Suddenly his zazen was interrupted by the harsh and demanding voice of a samurai warrior.
“Old man! Teach me about Heaven and Hell!”
At first, as though he had not heard, there was no perceptible response from the monk. But gradually, he began to open his eyes, the faintest hint of a smile playing around the corners of his mouth as the samurai stood there waiting... impatient... growing more and more agitated with each passing second.
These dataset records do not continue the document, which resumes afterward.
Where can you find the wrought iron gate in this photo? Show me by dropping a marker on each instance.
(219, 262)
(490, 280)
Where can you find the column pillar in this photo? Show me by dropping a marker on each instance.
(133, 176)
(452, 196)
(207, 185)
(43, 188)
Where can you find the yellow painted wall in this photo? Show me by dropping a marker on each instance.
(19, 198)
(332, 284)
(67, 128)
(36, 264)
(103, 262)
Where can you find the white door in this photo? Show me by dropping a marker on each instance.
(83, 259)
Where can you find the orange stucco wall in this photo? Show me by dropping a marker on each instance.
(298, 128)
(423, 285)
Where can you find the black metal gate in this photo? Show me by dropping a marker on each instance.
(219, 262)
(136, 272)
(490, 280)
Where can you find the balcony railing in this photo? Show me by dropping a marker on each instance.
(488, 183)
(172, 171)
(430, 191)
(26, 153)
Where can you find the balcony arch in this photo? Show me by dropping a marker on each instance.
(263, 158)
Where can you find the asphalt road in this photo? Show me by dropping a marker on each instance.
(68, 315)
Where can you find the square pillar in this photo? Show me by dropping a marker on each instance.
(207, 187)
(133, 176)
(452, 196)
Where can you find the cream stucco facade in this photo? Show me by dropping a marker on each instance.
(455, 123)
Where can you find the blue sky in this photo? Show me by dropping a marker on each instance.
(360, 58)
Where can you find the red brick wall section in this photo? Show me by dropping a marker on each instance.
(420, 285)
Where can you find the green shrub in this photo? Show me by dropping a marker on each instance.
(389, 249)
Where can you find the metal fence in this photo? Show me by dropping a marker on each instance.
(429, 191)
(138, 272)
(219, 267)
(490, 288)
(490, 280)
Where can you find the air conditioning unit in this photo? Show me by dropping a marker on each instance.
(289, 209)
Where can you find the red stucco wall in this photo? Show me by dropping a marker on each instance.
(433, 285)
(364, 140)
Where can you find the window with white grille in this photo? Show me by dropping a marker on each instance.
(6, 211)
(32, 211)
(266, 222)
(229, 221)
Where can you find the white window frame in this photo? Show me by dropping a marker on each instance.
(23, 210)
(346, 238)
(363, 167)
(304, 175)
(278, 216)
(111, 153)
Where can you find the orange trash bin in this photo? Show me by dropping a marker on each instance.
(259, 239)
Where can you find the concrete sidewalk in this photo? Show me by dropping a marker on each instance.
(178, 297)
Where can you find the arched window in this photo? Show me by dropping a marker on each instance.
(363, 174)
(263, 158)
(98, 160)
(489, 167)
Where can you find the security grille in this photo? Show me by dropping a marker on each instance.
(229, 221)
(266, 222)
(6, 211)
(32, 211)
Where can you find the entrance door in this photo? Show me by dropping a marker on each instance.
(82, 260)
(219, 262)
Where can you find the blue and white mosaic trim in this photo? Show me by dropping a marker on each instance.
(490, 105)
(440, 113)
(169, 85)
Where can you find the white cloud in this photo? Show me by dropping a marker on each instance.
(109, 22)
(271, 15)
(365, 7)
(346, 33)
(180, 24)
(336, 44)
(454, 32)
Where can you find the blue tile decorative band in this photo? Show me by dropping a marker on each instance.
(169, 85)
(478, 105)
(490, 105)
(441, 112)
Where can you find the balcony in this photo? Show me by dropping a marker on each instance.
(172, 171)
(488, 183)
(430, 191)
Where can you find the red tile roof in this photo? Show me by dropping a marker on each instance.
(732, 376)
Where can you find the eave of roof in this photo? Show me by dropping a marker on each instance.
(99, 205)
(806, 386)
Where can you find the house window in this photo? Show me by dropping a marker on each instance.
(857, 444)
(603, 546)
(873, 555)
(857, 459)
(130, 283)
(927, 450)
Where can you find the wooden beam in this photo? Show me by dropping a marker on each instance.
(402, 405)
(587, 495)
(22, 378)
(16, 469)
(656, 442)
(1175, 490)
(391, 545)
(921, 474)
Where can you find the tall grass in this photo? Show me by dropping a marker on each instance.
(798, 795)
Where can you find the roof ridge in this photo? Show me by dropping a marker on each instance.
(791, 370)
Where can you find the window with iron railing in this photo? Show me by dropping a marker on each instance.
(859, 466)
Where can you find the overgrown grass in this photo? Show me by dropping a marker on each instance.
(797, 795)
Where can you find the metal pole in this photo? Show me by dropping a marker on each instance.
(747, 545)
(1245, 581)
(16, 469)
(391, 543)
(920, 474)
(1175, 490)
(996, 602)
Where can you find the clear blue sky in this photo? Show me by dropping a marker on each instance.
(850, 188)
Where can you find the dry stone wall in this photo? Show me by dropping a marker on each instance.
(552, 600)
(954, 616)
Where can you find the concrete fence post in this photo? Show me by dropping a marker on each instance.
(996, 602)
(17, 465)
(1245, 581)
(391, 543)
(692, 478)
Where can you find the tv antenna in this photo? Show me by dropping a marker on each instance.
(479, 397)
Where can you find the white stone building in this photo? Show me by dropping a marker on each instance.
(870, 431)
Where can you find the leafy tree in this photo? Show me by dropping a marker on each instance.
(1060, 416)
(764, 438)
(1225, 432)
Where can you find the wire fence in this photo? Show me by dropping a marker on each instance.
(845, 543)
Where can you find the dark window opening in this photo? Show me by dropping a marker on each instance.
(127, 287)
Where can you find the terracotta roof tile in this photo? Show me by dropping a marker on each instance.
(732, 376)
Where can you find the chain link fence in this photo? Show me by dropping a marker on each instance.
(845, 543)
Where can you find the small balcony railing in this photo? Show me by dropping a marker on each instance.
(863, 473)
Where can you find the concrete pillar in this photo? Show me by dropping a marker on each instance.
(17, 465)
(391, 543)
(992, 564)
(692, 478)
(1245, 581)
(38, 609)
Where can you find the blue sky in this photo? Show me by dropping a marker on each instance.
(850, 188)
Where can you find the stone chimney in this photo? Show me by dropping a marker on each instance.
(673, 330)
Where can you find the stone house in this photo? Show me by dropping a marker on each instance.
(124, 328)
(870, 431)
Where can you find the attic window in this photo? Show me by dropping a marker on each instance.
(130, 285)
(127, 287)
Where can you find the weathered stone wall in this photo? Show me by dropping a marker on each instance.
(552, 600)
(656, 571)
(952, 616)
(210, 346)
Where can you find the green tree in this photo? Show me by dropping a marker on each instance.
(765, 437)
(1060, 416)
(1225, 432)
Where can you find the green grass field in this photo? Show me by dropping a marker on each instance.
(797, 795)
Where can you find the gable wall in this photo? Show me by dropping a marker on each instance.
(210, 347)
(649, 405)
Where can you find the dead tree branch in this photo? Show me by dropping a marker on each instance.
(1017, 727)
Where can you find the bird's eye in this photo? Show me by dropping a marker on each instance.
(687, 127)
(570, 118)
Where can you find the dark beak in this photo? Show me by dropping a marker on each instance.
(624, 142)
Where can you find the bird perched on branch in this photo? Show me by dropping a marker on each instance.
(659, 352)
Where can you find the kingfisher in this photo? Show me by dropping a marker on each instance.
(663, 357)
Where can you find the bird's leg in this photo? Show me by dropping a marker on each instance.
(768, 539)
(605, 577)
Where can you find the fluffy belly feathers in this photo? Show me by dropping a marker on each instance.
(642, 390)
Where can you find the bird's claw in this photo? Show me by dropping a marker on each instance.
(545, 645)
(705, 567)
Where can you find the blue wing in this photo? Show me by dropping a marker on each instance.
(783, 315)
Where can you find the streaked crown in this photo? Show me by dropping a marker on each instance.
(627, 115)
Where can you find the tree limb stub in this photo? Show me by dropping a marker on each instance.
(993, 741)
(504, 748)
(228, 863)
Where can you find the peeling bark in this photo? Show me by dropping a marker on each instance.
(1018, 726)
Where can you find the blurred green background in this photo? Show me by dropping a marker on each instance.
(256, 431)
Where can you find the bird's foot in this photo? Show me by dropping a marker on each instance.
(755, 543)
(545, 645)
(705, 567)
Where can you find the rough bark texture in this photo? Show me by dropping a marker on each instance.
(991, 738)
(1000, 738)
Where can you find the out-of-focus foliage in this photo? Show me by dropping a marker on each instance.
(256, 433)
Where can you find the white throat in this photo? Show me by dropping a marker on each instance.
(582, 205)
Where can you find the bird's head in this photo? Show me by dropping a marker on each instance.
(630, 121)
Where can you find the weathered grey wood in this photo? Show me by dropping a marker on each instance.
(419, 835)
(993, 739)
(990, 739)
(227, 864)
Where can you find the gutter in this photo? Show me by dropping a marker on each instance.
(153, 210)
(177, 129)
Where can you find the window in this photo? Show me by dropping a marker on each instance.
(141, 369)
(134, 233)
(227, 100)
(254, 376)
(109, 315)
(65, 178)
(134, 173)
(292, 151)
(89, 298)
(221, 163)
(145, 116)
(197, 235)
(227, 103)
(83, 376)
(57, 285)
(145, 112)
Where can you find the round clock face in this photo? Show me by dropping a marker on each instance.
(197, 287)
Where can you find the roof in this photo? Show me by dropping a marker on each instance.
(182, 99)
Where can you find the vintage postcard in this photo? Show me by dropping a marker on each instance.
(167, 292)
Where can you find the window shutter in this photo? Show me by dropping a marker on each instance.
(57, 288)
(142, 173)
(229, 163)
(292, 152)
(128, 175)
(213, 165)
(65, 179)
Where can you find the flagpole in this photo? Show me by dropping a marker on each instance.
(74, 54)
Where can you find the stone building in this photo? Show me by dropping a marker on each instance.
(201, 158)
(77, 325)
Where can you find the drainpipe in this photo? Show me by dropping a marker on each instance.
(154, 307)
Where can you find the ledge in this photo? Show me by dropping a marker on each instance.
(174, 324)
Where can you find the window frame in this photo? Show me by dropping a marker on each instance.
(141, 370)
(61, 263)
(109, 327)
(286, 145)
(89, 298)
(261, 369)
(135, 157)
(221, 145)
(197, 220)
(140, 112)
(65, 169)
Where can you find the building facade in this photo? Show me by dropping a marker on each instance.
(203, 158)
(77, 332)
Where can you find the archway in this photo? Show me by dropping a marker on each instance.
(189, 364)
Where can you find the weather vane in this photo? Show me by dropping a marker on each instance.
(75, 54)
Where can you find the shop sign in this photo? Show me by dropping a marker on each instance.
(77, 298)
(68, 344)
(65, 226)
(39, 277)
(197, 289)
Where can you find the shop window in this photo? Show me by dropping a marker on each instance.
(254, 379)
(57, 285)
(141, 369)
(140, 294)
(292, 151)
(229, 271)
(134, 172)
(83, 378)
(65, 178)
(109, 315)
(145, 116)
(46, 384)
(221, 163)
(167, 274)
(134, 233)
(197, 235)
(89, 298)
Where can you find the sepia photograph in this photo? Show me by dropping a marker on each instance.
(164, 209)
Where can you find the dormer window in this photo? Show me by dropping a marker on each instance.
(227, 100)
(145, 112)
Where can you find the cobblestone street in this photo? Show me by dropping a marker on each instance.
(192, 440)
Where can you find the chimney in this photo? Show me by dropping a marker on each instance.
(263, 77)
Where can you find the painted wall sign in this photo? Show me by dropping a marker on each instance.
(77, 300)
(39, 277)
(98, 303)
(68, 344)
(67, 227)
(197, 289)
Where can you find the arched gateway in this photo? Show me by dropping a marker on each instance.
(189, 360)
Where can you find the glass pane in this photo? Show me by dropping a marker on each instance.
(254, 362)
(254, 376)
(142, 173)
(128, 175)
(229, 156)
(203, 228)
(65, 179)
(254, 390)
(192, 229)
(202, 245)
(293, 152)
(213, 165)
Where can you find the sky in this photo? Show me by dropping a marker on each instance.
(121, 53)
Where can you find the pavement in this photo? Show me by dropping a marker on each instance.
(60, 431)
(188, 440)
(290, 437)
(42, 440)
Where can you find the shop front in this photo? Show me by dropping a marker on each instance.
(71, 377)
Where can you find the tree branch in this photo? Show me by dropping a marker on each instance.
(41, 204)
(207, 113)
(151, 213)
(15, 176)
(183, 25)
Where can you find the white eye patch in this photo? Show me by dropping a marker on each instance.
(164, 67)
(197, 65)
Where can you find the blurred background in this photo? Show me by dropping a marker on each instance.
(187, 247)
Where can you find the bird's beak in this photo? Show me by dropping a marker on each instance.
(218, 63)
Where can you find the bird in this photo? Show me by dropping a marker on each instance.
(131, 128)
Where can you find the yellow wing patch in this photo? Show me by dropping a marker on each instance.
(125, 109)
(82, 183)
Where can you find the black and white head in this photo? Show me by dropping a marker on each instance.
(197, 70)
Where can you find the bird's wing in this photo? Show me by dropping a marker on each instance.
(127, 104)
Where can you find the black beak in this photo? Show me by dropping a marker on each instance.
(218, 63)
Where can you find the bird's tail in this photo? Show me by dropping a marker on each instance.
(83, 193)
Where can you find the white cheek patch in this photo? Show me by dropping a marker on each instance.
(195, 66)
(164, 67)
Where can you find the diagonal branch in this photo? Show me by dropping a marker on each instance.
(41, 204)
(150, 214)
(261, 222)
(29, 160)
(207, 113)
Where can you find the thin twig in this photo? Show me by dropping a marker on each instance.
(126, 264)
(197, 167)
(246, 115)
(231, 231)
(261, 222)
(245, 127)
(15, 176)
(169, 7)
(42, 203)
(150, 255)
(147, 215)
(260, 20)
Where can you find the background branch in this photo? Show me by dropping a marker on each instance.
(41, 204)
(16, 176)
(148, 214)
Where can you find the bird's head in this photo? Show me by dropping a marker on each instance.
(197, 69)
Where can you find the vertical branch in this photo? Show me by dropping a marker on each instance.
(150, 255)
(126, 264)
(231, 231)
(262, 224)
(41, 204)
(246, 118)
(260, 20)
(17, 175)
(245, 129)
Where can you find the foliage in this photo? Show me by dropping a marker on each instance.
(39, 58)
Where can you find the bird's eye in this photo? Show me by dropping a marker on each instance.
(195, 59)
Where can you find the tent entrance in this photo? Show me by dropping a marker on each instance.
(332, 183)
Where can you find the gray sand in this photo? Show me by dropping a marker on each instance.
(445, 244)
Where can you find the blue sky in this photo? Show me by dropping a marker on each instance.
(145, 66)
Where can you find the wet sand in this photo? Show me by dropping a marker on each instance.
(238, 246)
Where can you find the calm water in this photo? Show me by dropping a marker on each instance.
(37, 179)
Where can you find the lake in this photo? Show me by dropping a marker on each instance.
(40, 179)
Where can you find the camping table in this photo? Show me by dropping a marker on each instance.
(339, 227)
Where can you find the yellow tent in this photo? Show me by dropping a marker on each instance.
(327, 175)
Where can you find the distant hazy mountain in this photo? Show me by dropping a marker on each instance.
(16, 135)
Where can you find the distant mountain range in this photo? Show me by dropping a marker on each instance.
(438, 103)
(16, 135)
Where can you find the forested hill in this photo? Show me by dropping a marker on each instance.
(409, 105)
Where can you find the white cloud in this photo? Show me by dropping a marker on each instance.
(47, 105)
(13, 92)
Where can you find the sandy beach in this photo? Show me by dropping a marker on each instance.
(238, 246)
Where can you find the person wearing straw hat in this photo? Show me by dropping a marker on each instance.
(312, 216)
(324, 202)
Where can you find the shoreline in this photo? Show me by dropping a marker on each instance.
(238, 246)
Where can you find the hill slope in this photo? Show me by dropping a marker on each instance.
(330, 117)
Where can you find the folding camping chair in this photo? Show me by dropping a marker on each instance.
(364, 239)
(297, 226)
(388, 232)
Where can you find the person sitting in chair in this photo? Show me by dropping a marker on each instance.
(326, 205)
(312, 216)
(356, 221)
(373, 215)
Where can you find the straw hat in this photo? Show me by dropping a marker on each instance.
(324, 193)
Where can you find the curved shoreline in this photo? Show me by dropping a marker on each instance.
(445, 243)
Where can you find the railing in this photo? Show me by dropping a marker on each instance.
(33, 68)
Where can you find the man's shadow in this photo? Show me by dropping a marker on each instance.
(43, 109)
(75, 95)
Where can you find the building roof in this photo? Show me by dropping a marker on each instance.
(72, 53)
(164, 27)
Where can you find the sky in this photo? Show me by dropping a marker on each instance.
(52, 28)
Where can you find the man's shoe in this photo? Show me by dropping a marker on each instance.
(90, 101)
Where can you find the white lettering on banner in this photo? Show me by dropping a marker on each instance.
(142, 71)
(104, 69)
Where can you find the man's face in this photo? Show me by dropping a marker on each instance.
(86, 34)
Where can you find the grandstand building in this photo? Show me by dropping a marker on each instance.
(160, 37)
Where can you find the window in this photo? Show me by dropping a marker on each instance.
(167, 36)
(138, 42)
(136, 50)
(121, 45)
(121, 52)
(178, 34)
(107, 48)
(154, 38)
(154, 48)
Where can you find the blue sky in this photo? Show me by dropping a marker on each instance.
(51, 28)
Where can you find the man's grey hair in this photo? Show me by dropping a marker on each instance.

“You would know the secrets of Heaven and Hell?” replied the monk at last. “You who are so unkempt. You whose hands and feet are covered with dirt. You whose hair is uncombed, whose breath is foul, whose sword is all rusty neglected. You would ask me of Heaven and Hell?”
The samurai uttered a vile curse. He drew his sword and raised it high above his head. His face turned to crimson, the veins on his neck stood out in bold relief as he prepared to sever the monk's head from its shoulders.
“That is Hell,” said the old mink gently, just as the sword began its descent.
In that fraction of a second, the samurai was overcome with amazement, awe, compassion and love for this gentle being who had dared to risk his very life to give him such a teaching. He stopped his sword in mid-flight and his eyes filled with grateful tears.
“And that,” said the monk, “is Heaven.”